Artificial Intelligence and Mental Health

Original article was published by Cindy Kei on Artificial Intelligence on Medium


Artificial Intelligence and Mental Health

The Use of AI in Mental Health Care

Credit: Rebecca Hendin

Day by day, AI and machine learning play a bigger and bigger role in our world. Be it self-driving cars, virtual assistants, or algorithms that decide whether an applicant looking to lease an apartment should be approved or not, the application of AI and machine learning is integral to the way the world works today.

Scientists are now working to use artificial intelligence to help diagnose and treat mental illness. Mental illness affects a big proportion of the population and poses a real threat to societal well-being. Being able to accurately diagnose and treat mental illness is extremely important, but as it currently stands, the ways in which we do this are sometimes inconsistent and subjective. Currently, mental health diagnoses are given by psychiatric professionals who look at a patient’s symptoms and then refer to the Diagnostic and Statistical Manual of Mental Disorders, which dictates the criteria for different disorders based on the display of associated symptoms.

“Psychiatry is seeking to measure the mind, which is not quite the same thing as the brain. So it relies on having people quantify how they feel. While clinical diagnostic surveys are actually quite accurate, they are prone to some inaccuracies. What one person considers a 3 on a 1 to 10 sadness scale, for example, could be another person’s seven and yet another’s ten — and none of them are wrong. The language for accurately measuring pain just isn’t consistent…Mental health disorders are also amorphous things, with overlapping symptoms among different diagnoses.” (Zarley)

Scientists believe that AI might provide us with a better and more data-driven model for giving accurate diagnoses, discovering underlying physical causes, and most importantly, determining the most effective treatment for a specific mental disorder. Researchers at Virginia Tech’s Fralin Biomedical Research Institute compile patient information including survey responses, neuro-imaging, behavioral data, speech data from interviews, and psychological assessments, and then feed all of this data into a machine learning algorithm. Scientists are planning to add saliva and blood samples into the algorithm as well to give a more complete picture.

Credit: Rebecca Hendin

“This science was not possible until very recently. The algorithms [used] are decades old: they combine with fMRI imaging, which was invented in 1990. But the computing power required to make them useful is finally available now, as is a newer willingness to combine scientific disciplines in novel ways for novel problems.” (Zarley)

Through fMRI (functional MRI) scans, the algorithm has access to neurological information, which teaches the machine which parts of the brain light up and respond to certain stimuli. This would allow scientists to detect patterns and explore how people respond to social situations and analyze how “healthy” brains compare to the brains of people with mental health disorders. The machine would also be able to determine where a certain treatment is effective, “perhaps providing a template for preventative mental health treatment through exercises one can do to rewire the brain” (Zarley).
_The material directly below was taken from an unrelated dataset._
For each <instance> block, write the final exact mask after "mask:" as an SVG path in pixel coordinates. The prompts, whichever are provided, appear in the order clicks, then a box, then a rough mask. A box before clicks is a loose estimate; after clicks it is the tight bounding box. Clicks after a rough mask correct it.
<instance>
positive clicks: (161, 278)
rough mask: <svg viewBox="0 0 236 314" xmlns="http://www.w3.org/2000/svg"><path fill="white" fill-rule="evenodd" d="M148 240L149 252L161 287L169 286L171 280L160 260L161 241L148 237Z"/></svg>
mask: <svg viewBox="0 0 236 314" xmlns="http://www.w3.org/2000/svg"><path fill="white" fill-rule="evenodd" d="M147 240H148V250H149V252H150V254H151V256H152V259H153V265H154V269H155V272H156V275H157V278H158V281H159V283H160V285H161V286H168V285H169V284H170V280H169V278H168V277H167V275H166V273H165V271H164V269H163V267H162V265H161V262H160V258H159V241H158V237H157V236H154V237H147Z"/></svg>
Pearl Chiu, a clinically-trained psychologist working at Fralin hopes that this method will allow for the identification of patterns that clinicians do not pick up on or cannot access through neuro-imaging. The goal is that in “making mental health disorders more physical…[we can] help destigmatize them as well (Zarley).
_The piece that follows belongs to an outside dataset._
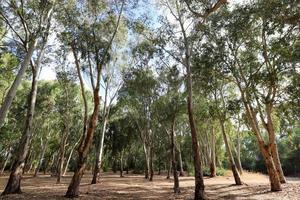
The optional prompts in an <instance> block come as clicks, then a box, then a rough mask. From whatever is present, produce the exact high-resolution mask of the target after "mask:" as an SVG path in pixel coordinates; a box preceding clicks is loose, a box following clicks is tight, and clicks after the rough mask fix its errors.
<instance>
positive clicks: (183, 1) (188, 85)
mask: <svg viewBox="0 0 300 200" xmlns="http://www.w3.org/2000/svg"><path fill="white" fill-rule="evenodd" d="M226 2H227V1H226V0H219V1H217V2H215V3H214V2H212V1H200V2H198V1H188V0H187V1H178V0H162V1H161V3H162V5H163V6H165V7H166V8H167V10H168V12H169V13H170V15H171V16H172V18H173V20H175V22H176V23H175V24H174V23H173V24H172V23H171V24H170V23H169V22H166V23H165V24H164V27H166V29H167V31H166V32H165V34H164V33H163V34H161V35H163V36H166V38H164V40H165V41H167V42H166V43H168V44H169V45H170V46H171V47H172V49H171V50H169V49H168V48H164V50H165V51H166V52H167V53H168V54H170V55H172V56H173V58H174V59H175V61H177V62H179V63H180V64H182V65H183V66H184V68H185V70H186V88H187V110H188V116H189V123H190V129H191V135H192V148H193V154H194V169H195V197H194V199H204V198H205V196H204V182H203V173H202V166H201V156H200V152H199V145H198V141H197V128H196V124H195V117H194V112H193V89H192V88H193V80H192V71H191V67H192V62H191V59H192V57H193V51H194V42H195V39H198V38H199V32H200V30H201V29H199V27H201V26H202V25H203V24H204V23H205V21H206V20H207V18H208V17H209V16H210V15H211V14H212V13H214V12H215V11H216V10H218V9H219V8H220V7H221V6H222V5H223V4H225V3H226ZM195 9H197V10H195ZM198 10H200V11H198ZM193 17H194V20H193ZM165 21H166V20H165ZM174 49H178V50H179V51H176V50H175V51H174Z"/></svg>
“If it can be diagnosed as objectively and corporeally as heart disease, would depression or bipolar disorder or schizophrenia carry the same shame?” (Zarley)

While AI and machine learning is incredibly useful and would be a huge benefit in the realm of mental health care, scientists do have to take account human biases that might affect their model. As B. David Zarley writes in his The Verge article, “A diagnosis found by a machine learning pattern would mean little if the bias is in the programming.” It is easy to think of algorithms and machine learning as unbiased and impartial, but we have to keep in mind that the data is collected and analyzed by human beings and “even the tools used to collect that data have shortfalls that can bias the data as well” (Zarley).